Abstract
Background PARP inhibitors (PARPi) kill cancer cells by stalling DNA replication and preventing DNA repair, resulting in a critical accumulation of DNA damage. Resistance to PARPi is a growing clinical problem in the treatment of high grade serous ovarian carcinoma (HGSOC). Acetylation of histone H3 lysine 14 (H3K14ac) and associated histone acetyltransferases (HATs) and epigenetic readers have known functions in DNA repair and replication. Our objectives are to examine their expression and activities in the context of PARPi-resistant HGSOC, and to determine if targeting H3K14ac or associated proteins has therapeutic potential.
Results Using mass spectrometry profiling of histone modifications, we observed increased H3K14ac enrichment in PARPi-resistant HGSOC cells relative to isogenic PARPi-sensitive lines. By RT-qPCR and RNA-Seq, we also observed altered expression of numerous HATs in PARPi-resistant HGSOC cells and a PARPi-resistant PDX model. Knockdown of HATs only modestly altered PARPi response, although knockdown and inhibition of PCAF significantly increased resistance. Pharmacologic inhibition of HBO1 severely depleted H3K14ac but did not affect PARPi response. However, knockdown and inhibition of BRPF3, which is known to interact in a complex with HBO1, did reduce PARPi resistance.

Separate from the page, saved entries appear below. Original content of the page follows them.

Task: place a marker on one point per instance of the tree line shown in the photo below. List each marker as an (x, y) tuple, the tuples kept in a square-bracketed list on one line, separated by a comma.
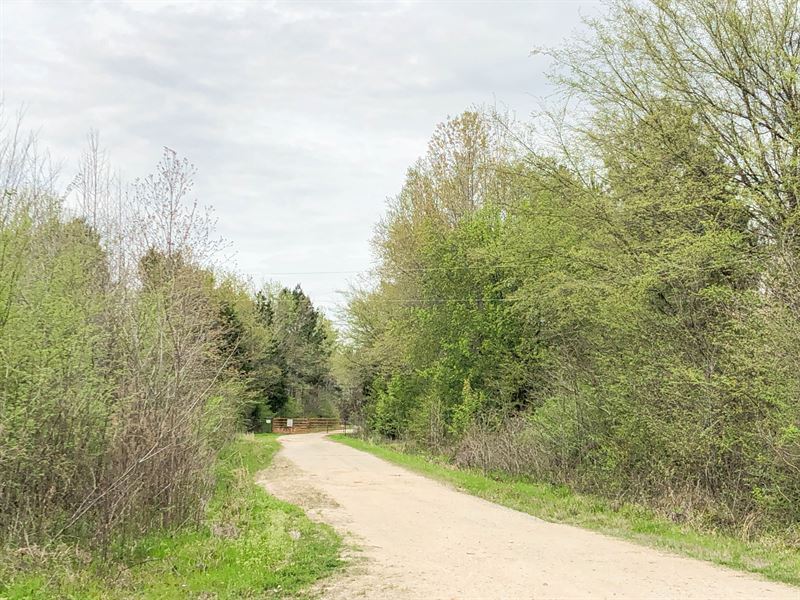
[(128, 357), (608, 297)]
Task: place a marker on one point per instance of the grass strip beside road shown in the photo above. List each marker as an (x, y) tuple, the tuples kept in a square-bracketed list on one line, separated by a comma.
[(250, 545), (773, 558)]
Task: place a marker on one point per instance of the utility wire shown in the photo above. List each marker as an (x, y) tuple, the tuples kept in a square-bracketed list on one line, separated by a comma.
[(411, 269)]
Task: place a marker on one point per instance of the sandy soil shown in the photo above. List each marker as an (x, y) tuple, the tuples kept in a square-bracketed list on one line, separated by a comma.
[(414, 538)]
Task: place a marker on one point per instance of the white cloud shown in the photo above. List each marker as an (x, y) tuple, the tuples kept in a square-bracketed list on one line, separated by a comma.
[(301, 117)]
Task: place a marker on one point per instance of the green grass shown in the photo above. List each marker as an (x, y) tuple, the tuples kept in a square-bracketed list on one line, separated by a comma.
[(771, 557), (250, 545)]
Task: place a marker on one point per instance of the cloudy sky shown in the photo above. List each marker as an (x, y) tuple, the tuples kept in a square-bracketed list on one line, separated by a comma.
[(301, 117)]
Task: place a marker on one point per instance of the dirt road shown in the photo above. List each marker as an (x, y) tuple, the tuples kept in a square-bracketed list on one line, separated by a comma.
[(420, 539)]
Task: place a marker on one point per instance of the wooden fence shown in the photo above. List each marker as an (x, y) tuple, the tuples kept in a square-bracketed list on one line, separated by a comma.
[(304, 425)]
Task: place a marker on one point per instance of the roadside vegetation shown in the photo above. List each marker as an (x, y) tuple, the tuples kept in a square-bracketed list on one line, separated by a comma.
[(129, 361), (246, 545), (771, 557), (607, 299)]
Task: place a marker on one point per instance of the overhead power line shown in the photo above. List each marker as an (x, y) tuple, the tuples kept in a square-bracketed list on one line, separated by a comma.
[(412, 269)]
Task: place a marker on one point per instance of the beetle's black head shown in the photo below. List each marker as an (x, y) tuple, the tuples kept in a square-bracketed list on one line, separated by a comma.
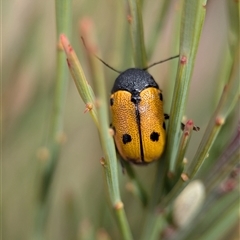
[(134, 80)]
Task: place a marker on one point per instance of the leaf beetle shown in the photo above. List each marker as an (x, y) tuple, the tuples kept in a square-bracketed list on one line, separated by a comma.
[(138, 124)]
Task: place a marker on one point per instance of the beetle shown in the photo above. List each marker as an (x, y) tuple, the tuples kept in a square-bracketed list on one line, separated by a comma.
[(138, 124), (136, 104)]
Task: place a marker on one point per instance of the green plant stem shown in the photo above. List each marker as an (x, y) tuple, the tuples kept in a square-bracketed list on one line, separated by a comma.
[(227, 102), (110, 161), (158, 26), (226, 162), (84, 89), (191, 26), (63, 20), (184, 141), (137, 187), (137, 34)]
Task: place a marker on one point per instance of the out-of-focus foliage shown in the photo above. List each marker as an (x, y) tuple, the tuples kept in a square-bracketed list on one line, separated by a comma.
[(78, 205)]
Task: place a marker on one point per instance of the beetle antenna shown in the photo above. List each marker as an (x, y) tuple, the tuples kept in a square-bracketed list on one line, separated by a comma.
[(98, 57), (165, 60)]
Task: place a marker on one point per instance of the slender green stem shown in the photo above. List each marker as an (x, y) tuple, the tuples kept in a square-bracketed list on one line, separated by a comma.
[(79, 78), (227, 101), (109, 161), (136, 186), (184, 141), (191, 26), (63, 20), (225, 164), (137, 34), (158, 26)]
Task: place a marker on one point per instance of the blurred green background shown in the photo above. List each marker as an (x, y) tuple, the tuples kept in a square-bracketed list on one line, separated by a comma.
[(29, 41)]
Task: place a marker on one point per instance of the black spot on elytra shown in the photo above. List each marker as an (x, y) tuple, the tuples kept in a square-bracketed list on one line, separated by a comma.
[(111, 101), (160, 96), (126, 138), (154, 136)]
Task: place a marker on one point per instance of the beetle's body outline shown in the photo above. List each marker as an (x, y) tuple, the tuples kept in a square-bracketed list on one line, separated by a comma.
[(138, 117)]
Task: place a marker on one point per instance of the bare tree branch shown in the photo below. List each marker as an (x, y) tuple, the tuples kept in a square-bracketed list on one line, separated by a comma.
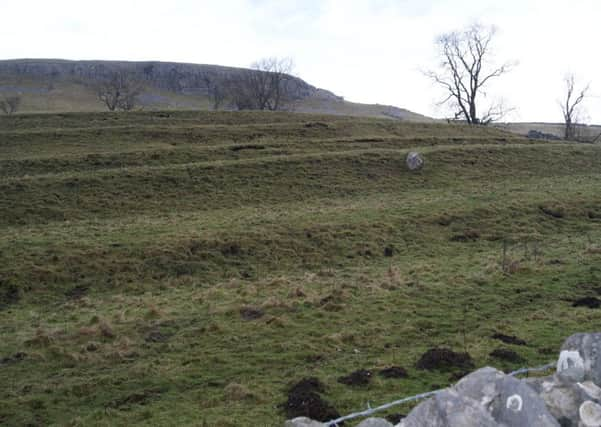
[(119, 91), (266, 86), (10, 104), (465, 59), (570, 106)]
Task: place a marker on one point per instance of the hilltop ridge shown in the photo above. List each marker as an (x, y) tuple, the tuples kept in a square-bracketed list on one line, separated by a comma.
[(58, 85)]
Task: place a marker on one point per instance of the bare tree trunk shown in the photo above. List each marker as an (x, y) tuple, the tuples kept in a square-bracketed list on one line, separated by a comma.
[(465, 56)]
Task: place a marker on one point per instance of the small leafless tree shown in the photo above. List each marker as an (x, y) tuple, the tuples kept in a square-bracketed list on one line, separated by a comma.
[(216, 90), (465, 71), (119, 91), (570, 107), (266, 86), (10, 104)]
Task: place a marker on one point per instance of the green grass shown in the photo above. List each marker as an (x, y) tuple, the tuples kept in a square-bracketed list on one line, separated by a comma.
[(130, 243)]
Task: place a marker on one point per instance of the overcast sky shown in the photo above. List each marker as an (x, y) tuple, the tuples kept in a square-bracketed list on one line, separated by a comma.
[(369, 51)]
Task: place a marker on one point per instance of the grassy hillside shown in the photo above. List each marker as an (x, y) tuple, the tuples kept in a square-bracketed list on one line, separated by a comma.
[(58, 86), (584, 132), (185, 268)]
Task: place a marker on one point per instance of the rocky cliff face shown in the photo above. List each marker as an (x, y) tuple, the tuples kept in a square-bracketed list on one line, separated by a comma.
[(185, 79)]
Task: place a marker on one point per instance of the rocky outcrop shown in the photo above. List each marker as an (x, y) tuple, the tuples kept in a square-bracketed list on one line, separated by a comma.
[(180, 78), (414, 161), (571, 397)]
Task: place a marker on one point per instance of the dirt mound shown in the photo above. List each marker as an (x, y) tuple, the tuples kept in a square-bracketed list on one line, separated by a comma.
[(394, 372), (251, 313), (466, 236), (507, 355), (157, 336), (444, 359), (304, 401), (358, 378), (127, 402), (17, 357), (589, 302), (9, 294), (395, 418), (508, 339), (552, 211), (77, 292), (307, 385), (456, 376)]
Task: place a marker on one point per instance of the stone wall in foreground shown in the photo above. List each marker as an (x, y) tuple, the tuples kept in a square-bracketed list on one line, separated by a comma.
[(571, 397)]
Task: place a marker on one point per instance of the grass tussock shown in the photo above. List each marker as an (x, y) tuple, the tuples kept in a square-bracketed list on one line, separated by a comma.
[(156, 265)]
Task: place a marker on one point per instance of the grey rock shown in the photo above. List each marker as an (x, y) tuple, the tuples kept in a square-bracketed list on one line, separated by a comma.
[(562, 397), (590, 414), (449, 409), (582, 352), (414, 161), (519, 405), (510, 401), (303, 422), (375, 422)]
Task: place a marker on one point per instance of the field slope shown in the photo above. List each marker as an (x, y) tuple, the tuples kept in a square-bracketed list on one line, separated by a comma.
[(185, 268)]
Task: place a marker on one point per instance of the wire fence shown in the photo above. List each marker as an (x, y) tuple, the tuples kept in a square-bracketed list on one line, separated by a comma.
[(370, 411)]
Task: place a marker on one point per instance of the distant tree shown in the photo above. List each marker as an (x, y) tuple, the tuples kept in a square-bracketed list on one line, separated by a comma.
[(266, 86), (10, 104), (217, 91), (465, 70), (119, 91), (570, 106)]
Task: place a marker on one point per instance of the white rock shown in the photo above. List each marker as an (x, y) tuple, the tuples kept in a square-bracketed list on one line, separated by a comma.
[(590, 414), (375, 422), (303, 422), (591, 389), (414, 161)]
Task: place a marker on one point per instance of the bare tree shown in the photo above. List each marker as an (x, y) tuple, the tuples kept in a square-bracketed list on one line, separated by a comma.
[(217, 90), (266, 86), (466, 70), (10, 104), (570, 107), (119, 91)]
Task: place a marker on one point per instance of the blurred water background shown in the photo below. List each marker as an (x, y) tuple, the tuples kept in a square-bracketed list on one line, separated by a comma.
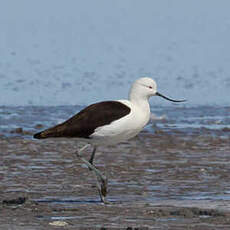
[(73, 53)]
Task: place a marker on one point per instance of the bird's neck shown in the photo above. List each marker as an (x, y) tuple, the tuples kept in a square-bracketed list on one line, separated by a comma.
[(141, 102)]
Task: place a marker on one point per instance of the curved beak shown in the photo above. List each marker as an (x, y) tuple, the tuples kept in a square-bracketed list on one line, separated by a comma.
[(169, 99)]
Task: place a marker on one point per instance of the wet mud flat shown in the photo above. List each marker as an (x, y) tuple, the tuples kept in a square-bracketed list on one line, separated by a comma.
[(160, 181)]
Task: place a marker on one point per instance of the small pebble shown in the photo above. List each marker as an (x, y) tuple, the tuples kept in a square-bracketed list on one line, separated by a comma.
[(58, 223)]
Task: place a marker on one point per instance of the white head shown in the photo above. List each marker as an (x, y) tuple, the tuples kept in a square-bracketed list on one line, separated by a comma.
[(144, 88)]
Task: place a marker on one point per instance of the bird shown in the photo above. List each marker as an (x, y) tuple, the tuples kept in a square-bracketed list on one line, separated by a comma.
[(108, 123)]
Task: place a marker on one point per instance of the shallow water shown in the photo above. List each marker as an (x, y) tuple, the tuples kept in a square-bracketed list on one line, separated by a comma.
[(158, 180), (209, 120)]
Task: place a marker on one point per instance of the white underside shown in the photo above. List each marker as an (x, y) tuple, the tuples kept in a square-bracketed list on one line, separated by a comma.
[(122, 129)]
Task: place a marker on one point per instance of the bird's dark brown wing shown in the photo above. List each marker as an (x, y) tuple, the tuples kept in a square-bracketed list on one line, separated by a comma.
[(86, 121)]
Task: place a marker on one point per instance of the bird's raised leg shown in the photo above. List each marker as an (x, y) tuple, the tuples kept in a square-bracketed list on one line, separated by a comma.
[(92, 155), (102, 181)]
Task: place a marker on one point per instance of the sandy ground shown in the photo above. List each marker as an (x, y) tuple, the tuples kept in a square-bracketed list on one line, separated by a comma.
[(156, 181)]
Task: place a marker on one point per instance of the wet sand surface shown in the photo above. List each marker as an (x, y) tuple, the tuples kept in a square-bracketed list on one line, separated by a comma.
[(160, 181)]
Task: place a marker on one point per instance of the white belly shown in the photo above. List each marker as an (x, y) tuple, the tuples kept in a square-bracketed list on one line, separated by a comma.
[(122, 129)]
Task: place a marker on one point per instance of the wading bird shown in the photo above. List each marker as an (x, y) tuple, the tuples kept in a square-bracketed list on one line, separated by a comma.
[(108, 123)]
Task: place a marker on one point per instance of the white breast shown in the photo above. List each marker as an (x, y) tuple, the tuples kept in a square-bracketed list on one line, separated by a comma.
[(123, 128)]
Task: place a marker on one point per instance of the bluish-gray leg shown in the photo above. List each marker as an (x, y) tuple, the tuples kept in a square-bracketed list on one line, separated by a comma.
[(102, 181)]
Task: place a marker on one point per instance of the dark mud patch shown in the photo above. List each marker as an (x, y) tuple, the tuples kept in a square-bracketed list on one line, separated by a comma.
[(15, 201), (155, 181)]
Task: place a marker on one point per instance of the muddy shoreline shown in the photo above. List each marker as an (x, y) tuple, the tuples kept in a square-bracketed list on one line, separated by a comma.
[(160, 181)]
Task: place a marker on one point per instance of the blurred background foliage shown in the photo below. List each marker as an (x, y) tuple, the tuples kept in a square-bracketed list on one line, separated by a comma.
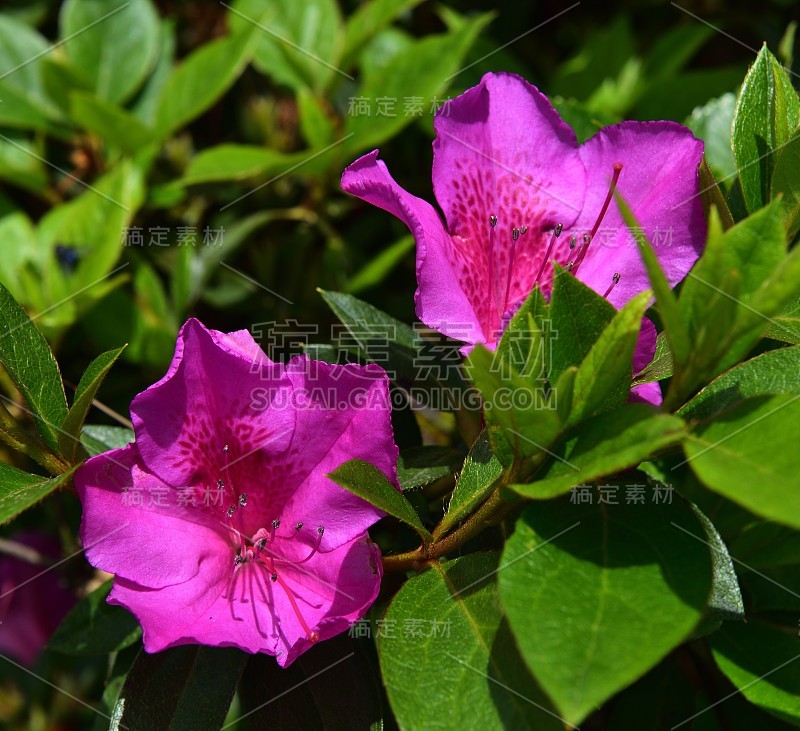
[(167, 159)]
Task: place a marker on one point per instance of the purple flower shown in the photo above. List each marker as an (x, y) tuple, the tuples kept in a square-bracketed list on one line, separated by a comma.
[(219, 521), (518, 192), (33, 600)]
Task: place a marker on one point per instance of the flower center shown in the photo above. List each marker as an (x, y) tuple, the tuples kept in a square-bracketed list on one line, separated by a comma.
[(262, 551)]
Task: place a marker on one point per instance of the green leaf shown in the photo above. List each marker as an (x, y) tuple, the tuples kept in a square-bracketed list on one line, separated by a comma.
[(369, 19), (100, 438), (315, 122), (369, 483), (69, 434), (786, 182), (521, 415), (419, 466), (378, 268), (578, 316), (459, 642), (786, 325), (30, 363), (481, 472), (237, 162), (660, 367), (712, 124), (298, 44), (725, 601), (604, 445), (422, 71), (111, 123), (20, 490), (182, 688), (201, 79), (762, 662), (25, 102), (596, 596), (113, 44), (94, 627), (603, 379), (752, 444), (767, 114), (775, 372), (674, 325), (309, 695)]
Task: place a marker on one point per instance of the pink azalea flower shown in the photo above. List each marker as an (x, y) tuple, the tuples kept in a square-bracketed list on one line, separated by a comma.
[(518, 192), (219, 521), (33, 600)]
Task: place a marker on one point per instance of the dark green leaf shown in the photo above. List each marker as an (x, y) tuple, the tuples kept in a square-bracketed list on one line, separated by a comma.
[(68, 436), (775, 372), (481, 472), (604, 445), (448, 628), (420, 466), (114, 45), (201, 79), (762, 662), (179, 689), (766, 116), (369, 483), (749, 455), (29, 361), (20, 490), (98, 439), (596, 596), (94, 627)]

Conclusions This study demonstrates that severe depletion of H3K14ac does not affect PARPi response in HGSOC. Our data suggest that bromodomain functions of HAT proteins, such as PCAF, or accessory proteins, such as BRPF3, may play a more direct role compared to direct histone acetyltransferase functions in PARPi response.
Competing Interest Statement
The authors have declared no competing interest.
Footnotes
The manuscript has been updated with PARPi dose-response replicate data, including Table 1 and Supplemental Fig. S2 and S5.